Debug a networking issue:

"The web app on server-2 can't reach the database on server-1. SSH into both and help me figure out why"

Run a security audit:

"SSH into my-server and check for open ports, outdated packages, and any security concerns. Write findings to runbooks/security-audit.md"

Tips

  • Start with documentation: Before having Claude manage anything, document your existing infrastructure in .md files. Claude works much better with context.
  • Use Proxmox templates: If using Proxmox, maintain VM templates with QEMU guest agent or cloud-init pre-installed so Claude can access VMs after creation.
  • Dangerous mode: Some users report needing to enable dangerous mode in settings for SSH to work consistently. The setting just enables the option — you still have to explicitly enter the mode.
  • No MCP needed: Claude Code can SSH directly via bash — no MCP server required for basic server management.
  • Incremental trust: Start with read-only commands (status checks, log reading) before moving to write operations (service restarts, config changes).

Troubleshooting

Problem: Claude refuses to SSH, saying it's "unsafe" or "cannot assist"

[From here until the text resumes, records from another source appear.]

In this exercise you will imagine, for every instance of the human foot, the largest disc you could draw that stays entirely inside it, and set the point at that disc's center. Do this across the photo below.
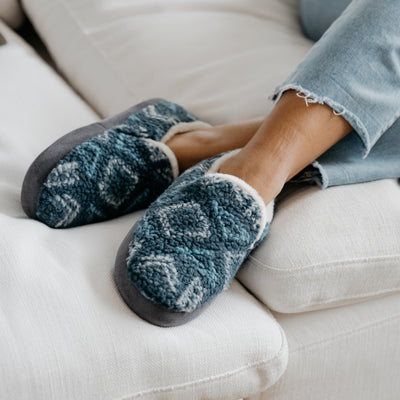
(108, 168)
(188, 246)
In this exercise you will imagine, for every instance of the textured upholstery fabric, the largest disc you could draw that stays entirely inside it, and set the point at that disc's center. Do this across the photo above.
(117, 53)
(262, 40)
(65, 332)
(348, 352)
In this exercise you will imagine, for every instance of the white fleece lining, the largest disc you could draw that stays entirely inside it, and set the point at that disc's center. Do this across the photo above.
(183, 127)
(267, 211)
(169, 153)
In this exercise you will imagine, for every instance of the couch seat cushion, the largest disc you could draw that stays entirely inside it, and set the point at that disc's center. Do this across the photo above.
(329, 247)
(221, 59)
(65, 332)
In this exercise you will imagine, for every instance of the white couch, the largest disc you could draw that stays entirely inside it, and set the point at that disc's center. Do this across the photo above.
(315, 311)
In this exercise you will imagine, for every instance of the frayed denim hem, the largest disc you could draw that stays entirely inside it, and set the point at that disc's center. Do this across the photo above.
(338, 109)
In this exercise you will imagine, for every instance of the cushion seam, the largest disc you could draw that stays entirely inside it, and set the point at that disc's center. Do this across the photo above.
(343, 334)
(296, 307)
(215, 378)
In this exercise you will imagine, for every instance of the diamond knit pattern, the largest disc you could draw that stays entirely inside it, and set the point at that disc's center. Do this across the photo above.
(114, 173)
(192, 240)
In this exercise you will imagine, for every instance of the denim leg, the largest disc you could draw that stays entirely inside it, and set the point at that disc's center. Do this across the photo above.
(355, 69)
(316, 16)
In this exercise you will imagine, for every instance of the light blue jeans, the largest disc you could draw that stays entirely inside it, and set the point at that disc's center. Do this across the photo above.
(354, 67)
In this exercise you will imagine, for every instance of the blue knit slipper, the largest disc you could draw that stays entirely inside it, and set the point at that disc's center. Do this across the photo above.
(188, 246)
(108, 168)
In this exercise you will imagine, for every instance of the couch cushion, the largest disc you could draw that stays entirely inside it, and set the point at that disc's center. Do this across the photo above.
(347, 353)
(65, 332)
(11, 12)
(329, 247)
(119, 52)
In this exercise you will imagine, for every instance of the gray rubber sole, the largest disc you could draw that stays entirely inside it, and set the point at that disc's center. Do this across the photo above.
(48, 159)
(143, 307)
(2, 40)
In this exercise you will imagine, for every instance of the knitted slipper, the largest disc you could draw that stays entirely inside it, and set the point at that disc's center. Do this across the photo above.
(188, 246)
(108, 168)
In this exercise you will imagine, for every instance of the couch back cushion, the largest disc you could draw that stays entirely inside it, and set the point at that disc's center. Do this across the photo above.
(221, 59)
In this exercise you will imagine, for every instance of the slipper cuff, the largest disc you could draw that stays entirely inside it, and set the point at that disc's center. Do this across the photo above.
(266, 211)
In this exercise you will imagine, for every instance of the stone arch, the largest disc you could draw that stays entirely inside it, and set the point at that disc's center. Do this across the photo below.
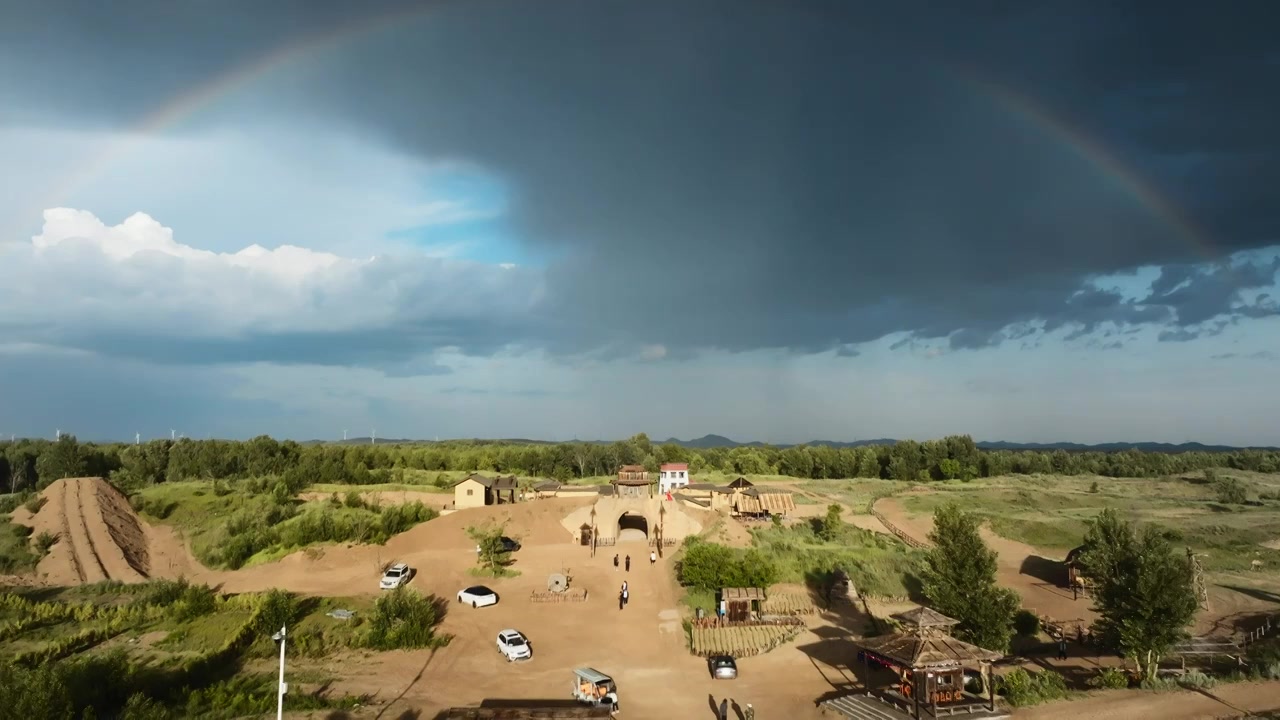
(632, 527)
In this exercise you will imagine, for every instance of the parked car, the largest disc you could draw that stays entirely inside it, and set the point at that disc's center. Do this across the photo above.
(478, 596)
(723, 668)
(396, 577)
(508, 545)
(513, 645)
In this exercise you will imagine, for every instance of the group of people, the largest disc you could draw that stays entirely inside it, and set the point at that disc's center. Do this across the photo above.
(624, 596)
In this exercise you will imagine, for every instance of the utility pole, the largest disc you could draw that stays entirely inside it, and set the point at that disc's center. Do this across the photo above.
(283, 687)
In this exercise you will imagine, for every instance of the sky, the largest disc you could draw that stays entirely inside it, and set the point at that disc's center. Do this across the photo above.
(588, 218)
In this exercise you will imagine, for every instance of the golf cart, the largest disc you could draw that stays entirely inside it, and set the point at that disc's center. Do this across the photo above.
(593, 687)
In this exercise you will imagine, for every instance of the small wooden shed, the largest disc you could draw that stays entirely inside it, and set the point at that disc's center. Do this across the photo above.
(741, 604)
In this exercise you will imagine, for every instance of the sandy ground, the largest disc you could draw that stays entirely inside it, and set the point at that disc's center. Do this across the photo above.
(641, 646)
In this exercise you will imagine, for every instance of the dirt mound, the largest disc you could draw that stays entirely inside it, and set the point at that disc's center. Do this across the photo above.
(99, 536)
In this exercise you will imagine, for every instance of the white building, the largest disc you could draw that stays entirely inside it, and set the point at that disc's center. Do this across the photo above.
(672, 475)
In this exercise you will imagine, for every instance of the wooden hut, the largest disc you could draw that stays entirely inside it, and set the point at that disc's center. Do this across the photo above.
(1074, 579)
(929, 666)
(741, 604)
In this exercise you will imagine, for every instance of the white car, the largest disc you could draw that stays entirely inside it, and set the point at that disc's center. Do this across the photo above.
(396, 577)
(478, 596)
(513, 645)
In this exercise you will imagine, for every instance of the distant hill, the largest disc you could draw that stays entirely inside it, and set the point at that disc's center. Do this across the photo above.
(712, 441)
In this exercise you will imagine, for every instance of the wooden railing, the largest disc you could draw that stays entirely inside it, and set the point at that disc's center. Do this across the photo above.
(897, 532)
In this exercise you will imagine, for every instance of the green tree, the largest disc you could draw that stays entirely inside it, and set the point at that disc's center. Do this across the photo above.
(959, 579)
(493, 557)
(1142, 589)
(831, 523)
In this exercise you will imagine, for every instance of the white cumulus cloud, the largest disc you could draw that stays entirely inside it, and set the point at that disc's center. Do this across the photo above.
(135, 290)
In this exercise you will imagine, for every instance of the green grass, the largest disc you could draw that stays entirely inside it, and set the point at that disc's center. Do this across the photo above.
(1052, 513)
(877, 565)
(16, 554)
(231, 525)
(383, 487)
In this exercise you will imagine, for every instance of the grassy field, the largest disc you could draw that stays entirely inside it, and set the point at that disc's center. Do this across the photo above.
(1051, 511)
(237, 524)
(205, 655)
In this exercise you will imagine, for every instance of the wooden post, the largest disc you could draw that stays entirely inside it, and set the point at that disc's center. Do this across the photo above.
(991, 687)
(915, 692)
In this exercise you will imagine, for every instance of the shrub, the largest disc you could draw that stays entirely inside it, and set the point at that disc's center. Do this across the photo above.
(712, 566)
(1232, 491)
(1196, 680)
(275, 609)
(10, 502)
(1025, 623)
(403, 619)
(1110, 678)
(1022, 688)
(45, 542)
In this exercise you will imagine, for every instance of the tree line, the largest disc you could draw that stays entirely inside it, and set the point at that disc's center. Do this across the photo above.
(30, 464)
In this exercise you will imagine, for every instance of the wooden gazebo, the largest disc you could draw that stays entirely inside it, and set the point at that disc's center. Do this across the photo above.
(931, 666)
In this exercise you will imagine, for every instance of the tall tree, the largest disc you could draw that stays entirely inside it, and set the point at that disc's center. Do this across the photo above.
(960, 580)
(1142, 589)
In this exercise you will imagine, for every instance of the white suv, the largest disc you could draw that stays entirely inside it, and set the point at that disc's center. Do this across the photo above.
(396, 577)
(513, 645)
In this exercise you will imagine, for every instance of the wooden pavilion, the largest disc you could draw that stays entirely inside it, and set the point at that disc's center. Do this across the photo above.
(929, 665)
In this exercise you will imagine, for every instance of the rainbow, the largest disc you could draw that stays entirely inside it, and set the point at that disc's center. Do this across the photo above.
(1092, 151)
(245, 74)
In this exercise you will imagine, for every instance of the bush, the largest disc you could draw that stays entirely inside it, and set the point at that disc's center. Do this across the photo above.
(403, 619)
(1025, 623)
(45, 542)
(712, 566)
(1196, 680)
(1022, 688)
(10, 502)
(1232, 491)
(1110, 678)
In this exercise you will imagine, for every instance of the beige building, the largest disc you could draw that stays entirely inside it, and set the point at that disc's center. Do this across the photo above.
(478, 491)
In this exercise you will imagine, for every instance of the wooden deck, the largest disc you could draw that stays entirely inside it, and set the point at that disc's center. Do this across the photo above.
(871, 707)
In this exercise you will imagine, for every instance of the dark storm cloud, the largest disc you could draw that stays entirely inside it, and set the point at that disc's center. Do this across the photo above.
(809, 174)
(96, 399)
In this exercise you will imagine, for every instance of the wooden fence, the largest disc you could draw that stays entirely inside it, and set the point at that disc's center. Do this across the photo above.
(574, 595)
(897, 532)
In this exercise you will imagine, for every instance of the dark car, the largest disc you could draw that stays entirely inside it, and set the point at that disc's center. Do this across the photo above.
(723, 668)
(508, 545)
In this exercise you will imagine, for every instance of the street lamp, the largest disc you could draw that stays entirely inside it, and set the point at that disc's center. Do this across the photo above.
(284, 687)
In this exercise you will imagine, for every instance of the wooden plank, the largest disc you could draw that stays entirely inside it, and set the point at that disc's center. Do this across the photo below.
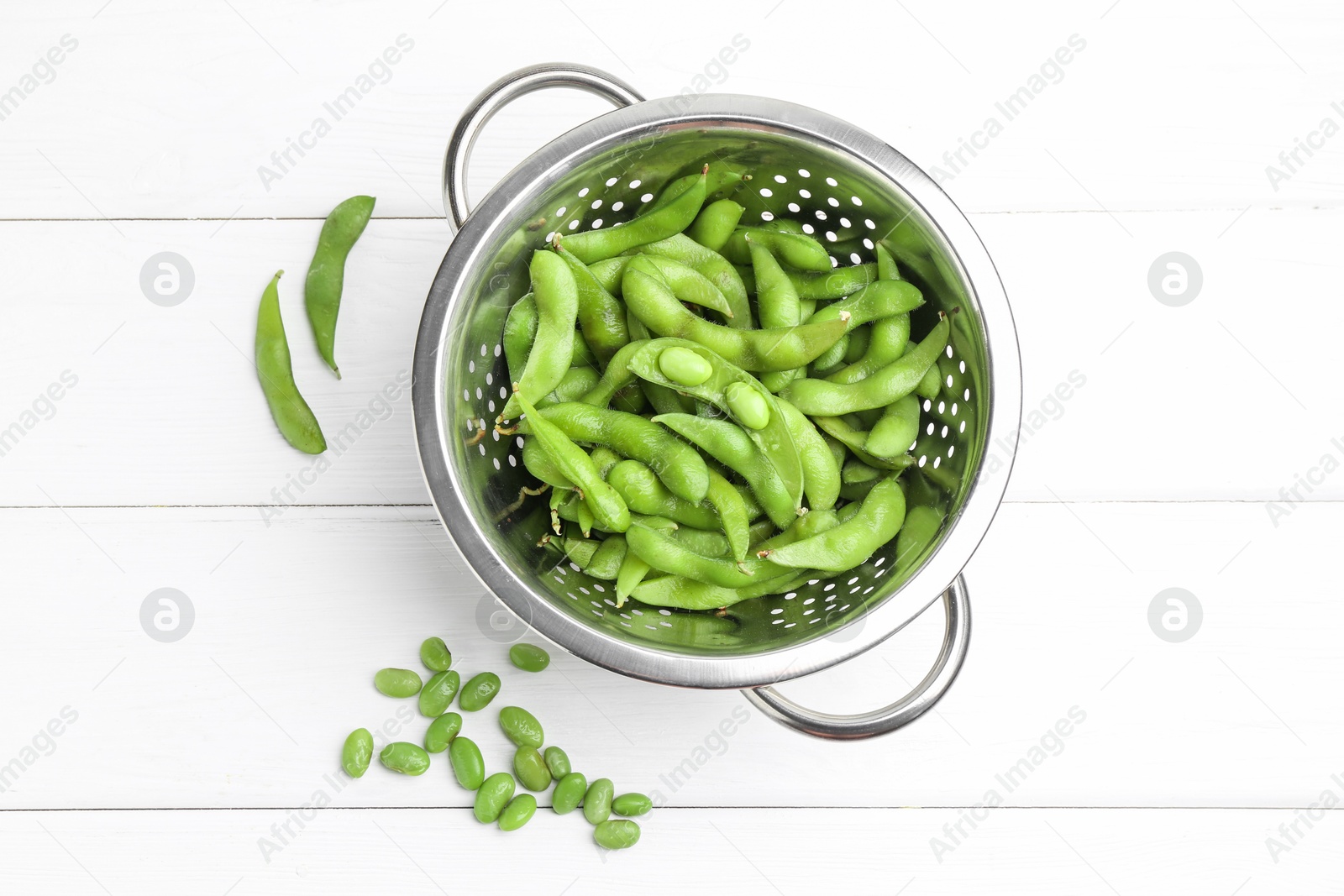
(741, 851)
(1173, 401)
(1221, 94)
(250, 707)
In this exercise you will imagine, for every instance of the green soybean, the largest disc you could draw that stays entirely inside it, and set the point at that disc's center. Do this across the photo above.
(492, 797)
(617, 835)
(517, 813)
(597, 801)
(531, 768)
(522, 727)
(438, 694)
(467, 761)
(327, 273)
(528, 658)
(685, 367)
(436, 654)
(477, 694)
(356, 752)
(569, 793)
(558, 762)
(396, 683)
(405, 758)
(440, 734)
(632, 805)
(748, 405)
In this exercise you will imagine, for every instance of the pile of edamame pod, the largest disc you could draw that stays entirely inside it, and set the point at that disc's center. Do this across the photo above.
(534, 768)
(719, 411)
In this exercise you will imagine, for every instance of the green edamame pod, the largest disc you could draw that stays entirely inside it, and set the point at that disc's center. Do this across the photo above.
(820, 474)
(575, 464)
(438, 692)
(551, 354)
(492, 797)
(655, 224)
(597, 801)
(729, 443)
(617, 835)
(897, 430)
(477, 694)
(575, 383)
(887, 343)
(853, 439)
(709, 262)
(467, 761)
(517, 813)
(288, 409)
(921, 527)
(770, 432)
(405, 758)
(931, 383)
(732, 513)
(558, 762)
(606, 560)
(522, 727)
(528, 658)
(396, 683)
(644, 493)
(632, 805)
(600, 316)
(777, 304)
(356, 752)
(530, 768)
(327, 273)
(649, 298)
(857, 472)
(795, 250)
(882, 389)
(569, 793)
(436, 656)
(680, 468)
(853, 542)
(716, 223)
(628, 577)
(616, 376)
(813, 285)
(519, 332)
(877, 300)
(440, 734)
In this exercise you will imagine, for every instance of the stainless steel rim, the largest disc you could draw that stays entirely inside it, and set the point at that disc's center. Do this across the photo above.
(501, 93)
(956, 641)
(444, 312)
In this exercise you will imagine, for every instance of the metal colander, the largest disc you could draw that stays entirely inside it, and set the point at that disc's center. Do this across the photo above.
(850, 191)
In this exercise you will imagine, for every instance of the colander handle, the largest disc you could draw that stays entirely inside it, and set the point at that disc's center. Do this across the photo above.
(879, 721)
(501, 93)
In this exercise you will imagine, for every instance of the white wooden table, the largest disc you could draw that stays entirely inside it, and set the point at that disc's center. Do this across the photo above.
(192, 766)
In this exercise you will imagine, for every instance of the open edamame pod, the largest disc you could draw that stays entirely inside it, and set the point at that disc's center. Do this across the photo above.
(743, 396)
(296, 421)
(327, 273)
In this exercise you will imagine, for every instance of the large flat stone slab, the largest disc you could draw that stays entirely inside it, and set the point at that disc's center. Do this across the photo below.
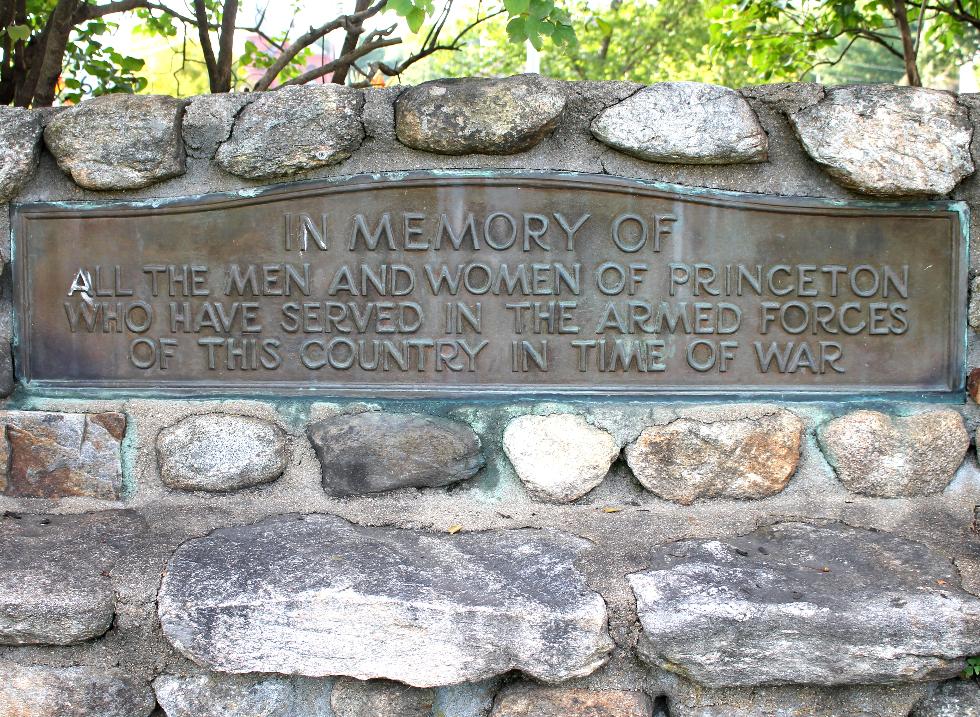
(315, 595)
(889, 140)
(45, 454)
(797, 603)
(55, 587)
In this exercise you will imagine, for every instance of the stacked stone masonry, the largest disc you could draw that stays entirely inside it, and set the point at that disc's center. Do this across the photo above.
(526, 557)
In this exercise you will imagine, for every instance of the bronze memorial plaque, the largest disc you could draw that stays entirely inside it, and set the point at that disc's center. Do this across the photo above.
(491, 283)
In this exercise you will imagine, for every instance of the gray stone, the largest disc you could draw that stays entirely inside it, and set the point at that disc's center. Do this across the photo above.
(687, 699)
(208, 122)
(294, 129)
(889, 140)
(57, 455)
(730, 452)
(375, 452)
(525, 700)
(955, 698)
(71, 692)
(20, 147)
(55, 586)
(559, 457)
(822, 605)
(211, 695)
(119, 141)
(315, 595)
(221, 452)
(357, 698)
(684, 123)
(478, 115)
(880, 455)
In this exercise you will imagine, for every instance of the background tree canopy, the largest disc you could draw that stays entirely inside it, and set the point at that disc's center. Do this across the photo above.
(63, 50)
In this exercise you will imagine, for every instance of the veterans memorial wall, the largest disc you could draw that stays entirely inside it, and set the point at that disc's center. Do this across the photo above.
(491, 398)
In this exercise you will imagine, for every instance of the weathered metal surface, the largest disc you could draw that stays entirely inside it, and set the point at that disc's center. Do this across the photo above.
(491, 283)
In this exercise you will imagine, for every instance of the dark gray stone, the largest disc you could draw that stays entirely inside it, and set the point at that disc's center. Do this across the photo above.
(797, 603)
(684, 123)
(889, 140)
(119, 141)
(55, 587)
(478, 115)
(221, 452)
(208, 122)
(358, 698)
(212, 695)
(293, 129)
(955, 698)
(20, 146)
(71, 692)
(315, 595)
(375, 452)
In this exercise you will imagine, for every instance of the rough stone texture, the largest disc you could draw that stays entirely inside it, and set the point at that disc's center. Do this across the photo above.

Solution: Make sure your project folder contains only .md files — no source code, no existing CLAUDE.md with coding instructions. Start a fresh project dedicated to infrastructure management.

Problem: SSH connection times out

Solution: Verify you can SSH manually first. Ensure your SSH keys are in ~/.ssh/ and the server is reachable. Claude uses the same SSH config as your terminal.

Problem: Claude loses context about server configurations

Solution: Always point Claude to the relevant server .md file before giving commands. The documentation acts as persistent memory across sessions.